Pragmatism is uniquely suited to the task of addressing the question of corporate personhood (see here). Its core tenet of fallibilism, its commitment to generating knowledge through institutional experimentation, its focus on the consequences of different sorts of social action, and its emphasis on democratic equality as a basis for criticizing social and economic institutions, allow us to engage with the worries underlying the Plutocracy and Distinctiveness rationales.

The question of which rights ought to be assigned to corporations is something to be experimentally determined. Nothing should be inherently off the table, as long as we do not short-circuit our ability to reflect upon and revise our considered judgments. This presupposes that we have a system of collective inquiry capable of identifying the individual and collective interests that merit protection and assessing the consequences of the legal and political decisions underlying alternative assignments of rights.

A crucial part of this system is the protection of political rights associated with democracy, which we grant to human persons to guarantee their inclusive and equal participation in the social processes of experimentation, learning, assessment, and reflection. The priority of human persons can thus be asserted and defended by reference to the conditions necessary for legitimate, competent, and effective inquiry.

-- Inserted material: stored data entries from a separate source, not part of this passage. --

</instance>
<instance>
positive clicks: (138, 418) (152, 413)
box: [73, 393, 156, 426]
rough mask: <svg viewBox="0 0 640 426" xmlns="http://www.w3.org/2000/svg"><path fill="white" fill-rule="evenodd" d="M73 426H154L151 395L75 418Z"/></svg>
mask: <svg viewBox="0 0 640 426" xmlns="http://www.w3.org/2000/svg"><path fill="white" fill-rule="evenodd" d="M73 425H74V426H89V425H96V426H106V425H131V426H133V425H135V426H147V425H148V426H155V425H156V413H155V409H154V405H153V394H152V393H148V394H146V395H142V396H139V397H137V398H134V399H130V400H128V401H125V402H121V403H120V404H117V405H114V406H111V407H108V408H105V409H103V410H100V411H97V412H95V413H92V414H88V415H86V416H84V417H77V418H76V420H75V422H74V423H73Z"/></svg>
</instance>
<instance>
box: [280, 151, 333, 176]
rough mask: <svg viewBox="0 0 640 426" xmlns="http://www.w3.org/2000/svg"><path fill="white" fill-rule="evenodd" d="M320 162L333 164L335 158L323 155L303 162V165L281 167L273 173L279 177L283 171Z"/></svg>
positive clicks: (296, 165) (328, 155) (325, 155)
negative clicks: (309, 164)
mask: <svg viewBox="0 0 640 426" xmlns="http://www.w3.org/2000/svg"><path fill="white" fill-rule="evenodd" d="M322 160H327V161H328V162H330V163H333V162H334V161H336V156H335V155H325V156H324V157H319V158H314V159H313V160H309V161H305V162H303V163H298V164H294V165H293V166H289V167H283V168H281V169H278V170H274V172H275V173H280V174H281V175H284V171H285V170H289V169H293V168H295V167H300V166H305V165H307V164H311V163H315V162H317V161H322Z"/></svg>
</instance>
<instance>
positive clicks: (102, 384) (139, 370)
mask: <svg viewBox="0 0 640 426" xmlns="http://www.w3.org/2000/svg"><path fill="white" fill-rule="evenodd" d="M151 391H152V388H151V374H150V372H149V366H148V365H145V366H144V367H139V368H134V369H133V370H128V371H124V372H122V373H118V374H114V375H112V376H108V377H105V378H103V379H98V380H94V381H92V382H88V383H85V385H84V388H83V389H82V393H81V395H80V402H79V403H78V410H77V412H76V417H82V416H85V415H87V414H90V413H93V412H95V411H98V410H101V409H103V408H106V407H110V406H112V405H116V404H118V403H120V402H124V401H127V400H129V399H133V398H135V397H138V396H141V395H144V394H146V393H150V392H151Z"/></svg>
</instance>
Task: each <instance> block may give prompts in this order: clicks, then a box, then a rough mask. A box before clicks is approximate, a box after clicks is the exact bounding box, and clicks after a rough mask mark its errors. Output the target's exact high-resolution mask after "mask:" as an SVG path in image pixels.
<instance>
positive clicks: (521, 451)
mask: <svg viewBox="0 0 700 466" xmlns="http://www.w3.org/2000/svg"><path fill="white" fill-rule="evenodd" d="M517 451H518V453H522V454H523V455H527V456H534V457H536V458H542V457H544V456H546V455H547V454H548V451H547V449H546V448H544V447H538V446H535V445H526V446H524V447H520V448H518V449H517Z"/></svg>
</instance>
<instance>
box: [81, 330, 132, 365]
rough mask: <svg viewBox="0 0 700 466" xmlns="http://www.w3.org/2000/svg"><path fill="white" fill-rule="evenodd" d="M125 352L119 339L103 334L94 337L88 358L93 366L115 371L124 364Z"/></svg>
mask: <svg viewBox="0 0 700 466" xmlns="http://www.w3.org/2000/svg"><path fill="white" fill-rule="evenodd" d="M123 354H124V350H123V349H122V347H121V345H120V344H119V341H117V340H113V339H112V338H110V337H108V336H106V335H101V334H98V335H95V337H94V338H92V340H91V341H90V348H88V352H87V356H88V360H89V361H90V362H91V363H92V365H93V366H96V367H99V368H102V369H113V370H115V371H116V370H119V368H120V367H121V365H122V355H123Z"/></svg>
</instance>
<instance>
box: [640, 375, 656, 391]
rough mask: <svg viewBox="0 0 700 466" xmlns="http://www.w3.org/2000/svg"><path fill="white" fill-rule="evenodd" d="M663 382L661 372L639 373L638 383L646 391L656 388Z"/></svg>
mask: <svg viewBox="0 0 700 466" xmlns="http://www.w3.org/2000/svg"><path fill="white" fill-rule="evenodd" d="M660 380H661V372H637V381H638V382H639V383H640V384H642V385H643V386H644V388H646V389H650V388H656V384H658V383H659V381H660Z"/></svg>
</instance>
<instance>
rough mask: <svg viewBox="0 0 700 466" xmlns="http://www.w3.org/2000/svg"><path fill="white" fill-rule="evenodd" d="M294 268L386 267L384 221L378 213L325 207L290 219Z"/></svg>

When deciding, for instance, whether corporations should have the same rights as us to support favored political candidates, we should ask whether this would corrupt or stunt the democratic background necessary for collective inquiry. Whenever it contributes to an unequal ability of human persons to participate in democratic procedures and deliberation, we undermine democracy’s attractive qualities. Restricting the political freedoms of corporate persons may therefore be warranted, despite the fact that they are generally capable of bearing rights.

This post comes to us from David Gindis, a senior lecturer in economics at Hertfordshire Business School, University of Hertfordshire, and Abraham A. Singer, an assistant professor of management at Loyola University Chicago. It is based on their recent article, “The Corporate Baby in the Bathwater: Why Proposals to Abolish Corporate Personhood Are Misguided,” forthcoming in the Journal of Business Ethics, and available here.